Mack was in awe at the array of foods prepared for the Rancho Milagro crowd. Far from mere tacos and beans, the fare included an enormous roast beef tenderloin, a salad with seemingly every known vegetable and some cheeses he didn’t recognize, home-baked bread with sun-dried tomatoes, a large bowl of herb-and-butter pasta, and a host of soft or crispy finger foods that would normally be served as hors d’oeuvres.

As he helped himself to a healthy portion of the dishes, knowing from the quantity that he needn’t stint whatsoever, he listened to the easy conversation behind him.

“What’s this, Corrie?” one of the kids asked.

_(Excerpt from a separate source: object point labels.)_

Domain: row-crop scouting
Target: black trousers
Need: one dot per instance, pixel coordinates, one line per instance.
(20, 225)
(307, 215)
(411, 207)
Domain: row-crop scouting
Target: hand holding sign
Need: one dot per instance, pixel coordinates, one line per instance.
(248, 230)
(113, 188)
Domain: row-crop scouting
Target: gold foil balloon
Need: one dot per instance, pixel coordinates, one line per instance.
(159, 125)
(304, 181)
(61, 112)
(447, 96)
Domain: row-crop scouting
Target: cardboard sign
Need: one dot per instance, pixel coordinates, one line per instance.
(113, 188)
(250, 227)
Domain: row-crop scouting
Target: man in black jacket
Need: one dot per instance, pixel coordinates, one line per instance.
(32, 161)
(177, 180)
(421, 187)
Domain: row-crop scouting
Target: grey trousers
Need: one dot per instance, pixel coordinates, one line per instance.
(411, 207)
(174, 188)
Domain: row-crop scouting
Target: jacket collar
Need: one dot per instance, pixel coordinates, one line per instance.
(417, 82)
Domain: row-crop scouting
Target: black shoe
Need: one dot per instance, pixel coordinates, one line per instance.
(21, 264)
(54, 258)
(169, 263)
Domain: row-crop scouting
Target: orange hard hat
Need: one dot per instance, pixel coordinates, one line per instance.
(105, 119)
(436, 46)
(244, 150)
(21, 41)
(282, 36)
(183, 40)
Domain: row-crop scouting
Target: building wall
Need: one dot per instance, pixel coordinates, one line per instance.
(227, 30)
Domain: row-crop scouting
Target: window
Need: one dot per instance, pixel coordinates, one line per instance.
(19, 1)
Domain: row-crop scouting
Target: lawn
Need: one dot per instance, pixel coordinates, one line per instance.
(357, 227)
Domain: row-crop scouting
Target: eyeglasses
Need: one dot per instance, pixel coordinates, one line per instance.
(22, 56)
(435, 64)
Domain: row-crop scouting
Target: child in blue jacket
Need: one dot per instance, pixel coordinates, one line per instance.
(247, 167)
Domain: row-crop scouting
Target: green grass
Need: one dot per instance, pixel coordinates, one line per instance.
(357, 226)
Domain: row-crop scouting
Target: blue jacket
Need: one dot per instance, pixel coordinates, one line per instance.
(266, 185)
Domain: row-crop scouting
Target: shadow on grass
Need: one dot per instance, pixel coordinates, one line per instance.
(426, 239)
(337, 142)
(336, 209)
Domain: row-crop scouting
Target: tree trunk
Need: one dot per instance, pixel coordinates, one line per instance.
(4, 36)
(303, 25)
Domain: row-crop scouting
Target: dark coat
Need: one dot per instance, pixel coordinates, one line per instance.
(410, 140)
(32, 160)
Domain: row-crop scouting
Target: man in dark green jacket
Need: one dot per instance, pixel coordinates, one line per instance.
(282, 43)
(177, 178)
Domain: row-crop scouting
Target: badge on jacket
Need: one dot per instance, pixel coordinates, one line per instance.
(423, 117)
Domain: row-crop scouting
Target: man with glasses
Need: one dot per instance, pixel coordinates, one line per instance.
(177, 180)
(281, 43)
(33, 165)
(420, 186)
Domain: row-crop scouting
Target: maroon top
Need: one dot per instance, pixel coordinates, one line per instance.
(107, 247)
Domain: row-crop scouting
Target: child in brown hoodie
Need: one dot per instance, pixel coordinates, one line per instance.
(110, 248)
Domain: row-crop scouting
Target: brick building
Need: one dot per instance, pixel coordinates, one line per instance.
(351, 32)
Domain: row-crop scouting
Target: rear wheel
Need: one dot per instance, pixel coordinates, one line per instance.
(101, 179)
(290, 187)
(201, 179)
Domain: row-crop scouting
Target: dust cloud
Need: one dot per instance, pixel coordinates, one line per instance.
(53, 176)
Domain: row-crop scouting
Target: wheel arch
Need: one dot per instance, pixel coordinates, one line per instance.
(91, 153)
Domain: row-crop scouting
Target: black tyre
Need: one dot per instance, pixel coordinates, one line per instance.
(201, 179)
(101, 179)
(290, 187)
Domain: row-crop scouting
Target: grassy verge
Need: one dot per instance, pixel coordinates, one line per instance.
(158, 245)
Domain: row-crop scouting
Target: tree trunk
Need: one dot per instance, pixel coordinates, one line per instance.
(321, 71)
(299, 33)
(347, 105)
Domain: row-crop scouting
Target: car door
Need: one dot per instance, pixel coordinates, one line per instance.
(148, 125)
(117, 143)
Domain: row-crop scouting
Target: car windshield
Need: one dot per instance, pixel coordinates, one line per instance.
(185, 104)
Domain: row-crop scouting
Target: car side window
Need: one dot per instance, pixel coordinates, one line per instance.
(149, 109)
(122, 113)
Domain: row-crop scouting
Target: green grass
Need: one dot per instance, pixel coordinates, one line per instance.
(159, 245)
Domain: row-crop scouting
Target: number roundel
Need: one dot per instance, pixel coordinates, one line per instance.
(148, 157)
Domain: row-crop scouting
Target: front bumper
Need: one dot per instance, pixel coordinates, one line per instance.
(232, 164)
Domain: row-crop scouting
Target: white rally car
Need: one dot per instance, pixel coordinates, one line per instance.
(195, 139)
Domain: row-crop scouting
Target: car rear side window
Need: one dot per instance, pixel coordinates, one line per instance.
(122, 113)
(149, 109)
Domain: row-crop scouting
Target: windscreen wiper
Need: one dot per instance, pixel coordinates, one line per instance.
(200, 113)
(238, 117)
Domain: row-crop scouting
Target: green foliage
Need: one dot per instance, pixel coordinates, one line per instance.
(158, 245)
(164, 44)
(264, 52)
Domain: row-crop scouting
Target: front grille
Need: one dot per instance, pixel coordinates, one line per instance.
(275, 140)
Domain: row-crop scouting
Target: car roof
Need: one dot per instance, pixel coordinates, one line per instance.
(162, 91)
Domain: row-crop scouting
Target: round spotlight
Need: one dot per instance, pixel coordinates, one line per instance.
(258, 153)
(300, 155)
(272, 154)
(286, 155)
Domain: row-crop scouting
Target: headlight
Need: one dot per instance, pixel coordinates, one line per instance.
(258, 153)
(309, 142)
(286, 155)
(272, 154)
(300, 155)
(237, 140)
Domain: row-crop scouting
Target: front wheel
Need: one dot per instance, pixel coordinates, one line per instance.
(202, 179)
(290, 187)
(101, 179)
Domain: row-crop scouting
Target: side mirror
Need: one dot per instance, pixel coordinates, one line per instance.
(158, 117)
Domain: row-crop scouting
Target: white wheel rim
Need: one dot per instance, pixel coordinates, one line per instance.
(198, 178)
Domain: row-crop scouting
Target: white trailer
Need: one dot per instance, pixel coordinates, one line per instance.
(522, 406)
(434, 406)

“Fried grasshopper,” she answered promptly. “With enough tempura batter, it tastes just like lobster.”

“Eew!” chirped one of the boys. “Not really?”

After the pause that followed her question, several of the kids laughed, and so did the little boy. “It doesn’t taste like a grasshopper. It tastes good!”

“See?” Corrie said, her sultry voice all the more alluring when filled with teasing laughter. “It’s all in the batter.”

“And this?” another kid piped up. “What’s this?”